23 Mart 2017 Perşembe

"TÜRKİYE'DE KADIN OLMANIN DAYANILMAZ GÜÇLÜĞÜ" & "AZINLIK KİME DENİR? (VE GÜNDEMDEKİ HOLLANDA)" NİLGÜN GÜRESİN

Nilgün GÜRESİN
TÜRKİYE'DE KADIN OLMANIN DAYANILMAZ GÜÇLÜĞÜ
NİLGÜN GÜRESİN
20. Yüzyılda İstanbul’da doğduğumda dahi Türkiye’de “kadının saygınlığı”bugünkünden daha fazlaydı. Cumhuriyet çocuğu olan annem ve onun arkadaşlarının hemen hepsi zor savaş koşullarında yaşamış olmalarına rağmen iyi eğitim almış, çoğu meslek sahibi, özgüveni yüksek, kadın-erkek eşitliğini benimsemiş bireylerdi.
Müslüman, Yahudi, Ermeni, Rum ama laik ve Cumhuriyetçi olan bu kuşaklar birbirlerine düşman değil, komşu, arkadaş olmuş, demokrasiye ve ülkenin geleceğine inanmış kentlilerdi.
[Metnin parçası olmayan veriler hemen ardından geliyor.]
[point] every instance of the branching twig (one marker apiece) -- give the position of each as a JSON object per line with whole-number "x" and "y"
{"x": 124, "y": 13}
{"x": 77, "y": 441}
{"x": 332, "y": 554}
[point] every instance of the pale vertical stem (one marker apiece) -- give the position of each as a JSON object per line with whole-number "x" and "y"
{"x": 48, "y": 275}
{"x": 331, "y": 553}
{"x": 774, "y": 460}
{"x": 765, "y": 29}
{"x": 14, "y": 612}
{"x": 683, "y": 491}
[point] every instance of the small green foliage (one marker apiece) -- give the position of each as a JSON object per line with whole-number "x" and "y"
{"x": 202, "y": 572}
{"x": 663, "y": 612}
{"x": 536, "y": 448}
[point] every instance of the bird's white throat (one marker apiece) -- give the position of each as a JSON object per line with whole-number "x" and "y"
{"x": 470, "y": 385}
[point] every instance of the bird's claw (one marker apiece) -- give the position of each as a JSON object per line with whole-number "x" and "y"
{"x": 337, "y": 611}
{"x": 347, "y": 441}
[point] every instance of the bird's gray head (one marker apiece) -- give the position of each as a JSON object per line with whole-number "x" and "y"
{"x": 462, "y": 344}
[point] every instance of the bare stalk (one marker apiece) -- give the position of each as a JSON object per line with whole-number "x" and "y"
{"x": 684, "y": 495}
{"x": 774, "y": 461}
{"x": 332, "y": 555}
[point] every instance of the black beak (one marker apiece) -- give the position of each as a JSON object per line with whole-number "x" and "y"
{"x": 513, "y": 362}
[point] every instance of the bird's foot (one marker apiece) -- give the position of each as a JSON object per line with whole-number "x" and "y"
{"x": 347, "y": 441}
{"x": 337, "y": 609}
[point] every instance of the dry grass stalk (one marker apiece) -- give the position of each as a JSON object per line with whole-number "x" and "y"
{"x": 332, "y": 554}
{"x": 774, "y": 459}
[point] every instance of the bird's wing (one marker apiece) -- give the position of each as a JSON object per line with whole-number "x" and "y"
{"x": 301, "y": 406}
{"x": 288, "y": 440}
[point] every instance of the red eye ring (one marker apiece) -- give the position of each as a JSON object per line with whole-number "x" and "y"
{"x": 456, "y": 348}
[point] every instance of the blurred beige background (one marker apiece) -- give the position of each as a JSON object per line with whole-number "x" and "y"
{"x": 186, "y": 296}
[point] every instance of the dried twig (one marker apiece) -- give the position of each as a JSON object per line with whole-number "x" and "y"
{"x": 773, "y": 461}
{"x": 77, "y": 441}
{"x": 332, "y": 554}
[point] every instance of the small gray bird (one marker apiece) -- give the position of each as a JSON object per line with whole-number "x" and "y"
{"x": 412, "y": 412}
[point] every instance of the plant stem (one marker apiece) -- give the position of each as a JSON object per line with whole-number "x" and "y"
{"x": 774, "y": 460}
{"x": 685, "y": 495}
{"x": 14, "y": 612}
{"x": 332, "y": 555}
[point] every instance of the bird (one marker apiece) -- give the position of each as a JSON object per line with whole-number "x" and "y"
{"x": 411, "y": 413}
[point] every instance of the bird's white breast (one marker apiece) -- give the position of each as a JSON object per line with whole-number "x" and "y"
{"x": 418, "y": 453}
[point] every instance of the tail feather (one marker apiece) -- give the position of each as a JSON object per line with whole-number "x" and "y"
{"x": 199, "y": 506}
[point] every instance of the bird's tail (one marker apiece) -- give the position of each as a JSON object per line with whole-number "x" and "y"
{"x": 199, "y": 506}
Mazbut yaşarlar ancak tiyatroyu, konseri, konferansı atlamazlar ve en önemlisi kızları ve oğulları arasında bir ayırım yapmadan onları 21. yüzyıl Türkiye’sine hazırlamaya çalışan fedakar kuşakların temsilcileri idiler. 
Ana, babalarımız ne yazık ki, yanılmışlar.
21. yüzyıl Türkiye’si ileri değil, gerisin geriye gitti. Erkeklerimiz daha bir maço, daha bir şiddet yanlısı, kendinde her hakkı görüp, kadını, kızı aşağı gören, hayvanları, çiçekleri, doğayı sevmeyip,  altına bir cip, eline son moda bir telefon çekip, herhangi bir üniversitenin diplomasını da alınca kendini kral, kural ve sınır tanımamayı ise büyüklük zanneden; hayatında bir kez olsun Fazıl Say dinlememiş, geleneksel, ayakkabılarını hala kapının dışında çıkaran, davranış biçimi kentli değil, taşralı bireyler oldular.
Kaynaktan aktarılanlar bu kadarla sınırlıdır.